CLIMATE:

Cleantech investing slows, foretelling a future GHG problem

Investments in new wind farms and other "clean" energy projects are slowing with the crumbling global economy, and that could make climate change's bite harder in the decades ahead, financial analysts warned today.

With coal-fired power plants, steel mills and cement kilns producing less, greenhouse gas emissions are falling in the short term, the London-based market analytics firm New Energy Finance says in a report today. But flat investment in lower-emission alternatives in the next two or three years -- presumably the time it takes for economies to rebound -- could push what the analysts dub "peak carbon" back by more than a decade.

Investments in renewable energy and other "clean" technologies must reach $500 billion annually by 2020 so that the global energy system's carbon dioxide emissions peak at 30.8 gigatons in 2019, the report says. Reaching peak carbon by such a date, followed by an emissions cut of 50 percent by 2050, should limit the global average temperature increase to between 2.4 to 2.8 degrees Celsius.

The U.N. Intergovernmental Panel on Climate Change's 2007 assessment pegs the range of expected global average temperature increase during the next century at 2 to 4.5 degrees Celsius, with a best estimate of 3 degrees Celsius. The consequences of a warming world include harsher heat waves, deeper floods and faster glacial melting, the scientists warned.

"The more you warm up, the greater the number of systems there are at deeper risk," said Stanford University climatologist Stephen Schneider, who contributed to all four IPCC reports.

The 2007 IPCC report did not set a range of ideal dates for reaching peak carbon, said Schneider, who dismissed doing so as a nominal exercise. Even so, NEF analysts warn that reaching peak emissions before 2020 looks "highly unlikely" as the United States and other countries sink deeper into a recession.

"In the short term, the momentum of this sector's growth has been blunted by the economic downturn," NEF analyst Ethan Zindler explained in an interview.

Global investment in renewable energy, energy efficiency and carbon capture and storage projects grew to $150 billion last year from $34 billion in 2004, according to the firm.
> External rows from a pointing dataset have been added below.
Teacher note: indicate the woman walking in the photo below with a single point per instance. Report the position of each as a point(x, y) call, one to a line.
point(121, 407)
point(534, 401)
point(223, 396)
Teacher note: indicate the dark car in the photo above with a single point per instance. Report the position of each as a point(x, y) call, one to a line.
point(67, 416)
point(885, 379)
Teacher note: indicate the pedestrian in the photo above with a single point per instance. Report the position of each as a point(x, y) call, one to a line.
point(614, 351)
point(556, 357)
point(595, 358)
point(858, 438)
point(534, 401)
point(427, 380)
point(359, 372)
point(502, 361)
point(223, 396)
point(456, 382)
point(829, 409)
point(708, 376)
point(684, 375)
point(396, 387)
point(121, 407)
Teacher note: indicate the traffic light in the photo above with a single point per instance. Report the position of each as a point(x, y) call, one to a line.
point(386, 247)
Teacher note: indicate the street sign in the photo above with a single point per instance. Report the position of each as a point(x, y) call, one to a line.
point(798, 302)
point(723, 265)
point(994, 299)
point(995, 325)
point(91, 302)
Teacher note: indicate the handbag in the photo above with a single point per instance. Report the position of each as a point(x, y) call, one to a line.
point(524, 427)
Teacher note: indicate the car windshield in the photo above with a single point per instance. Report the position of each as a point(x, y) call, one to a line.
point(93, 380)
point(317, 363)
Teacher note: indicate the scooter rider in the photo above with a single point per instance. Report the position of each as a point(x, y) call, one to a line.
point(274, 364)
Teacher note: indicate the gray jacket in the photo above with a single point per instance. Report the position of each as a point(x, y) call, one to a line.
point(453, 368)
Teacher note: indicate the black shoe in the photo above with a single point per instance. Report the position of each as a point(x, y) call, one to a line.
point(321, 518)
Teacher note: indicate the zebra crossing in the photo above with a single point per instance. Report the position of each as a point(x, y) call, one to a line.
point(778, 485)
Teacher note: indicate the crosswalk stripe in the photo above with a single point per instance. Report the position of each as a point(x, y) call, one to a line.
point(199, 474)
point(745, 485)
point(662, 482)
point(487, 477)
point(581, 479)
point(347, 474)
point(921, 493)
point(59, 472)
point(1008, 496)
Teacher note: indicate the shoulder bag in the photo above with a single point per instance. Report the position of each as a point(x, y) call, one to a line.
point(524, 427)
But global investment in cleantech will remain flat through at least 2011, Zindler projected.

If that holds true, cleantech investment would reach $270 billion annually by 2015 and $350 billion by 2020. Emissions from the combustion of coal and other fossil fuels would rise to nearly 36 gigatons annually by 2030.

"The recession's direct impact on CO2 emissions is likely to be moderate, reducing the total by around 1 gigaton per year, and certainly not enough to avert a continued upward trend," the report concludes.

As a point of comparison, the International Energy Agency's 2008 world energy outlook projects cumulative investment of more than $26 trillion in all fossil and renewable energy sources between 2007 and 2030. The power sector would account for $13.6 trillion, or 52 percent of the total. Non-hydro renewables' share of total power generation would increase to 4 percent in 2030 from about 1 percent today.

"The current financial crisis is not expected to affect long-term, investment," the IEA report notes, "but could lead to delays in bringing current projects to completion, particularly in the power sector."

"Greening" the energy system will require additional investment of $3.6 trillion in power plants and $5.7 trillion in energy efficiency between 2010 and 2030, the IEA report continues. The investments correspond to 0.6 percent of GDP annually but would result in annual fuel cost-savings of roughly $6 trillion.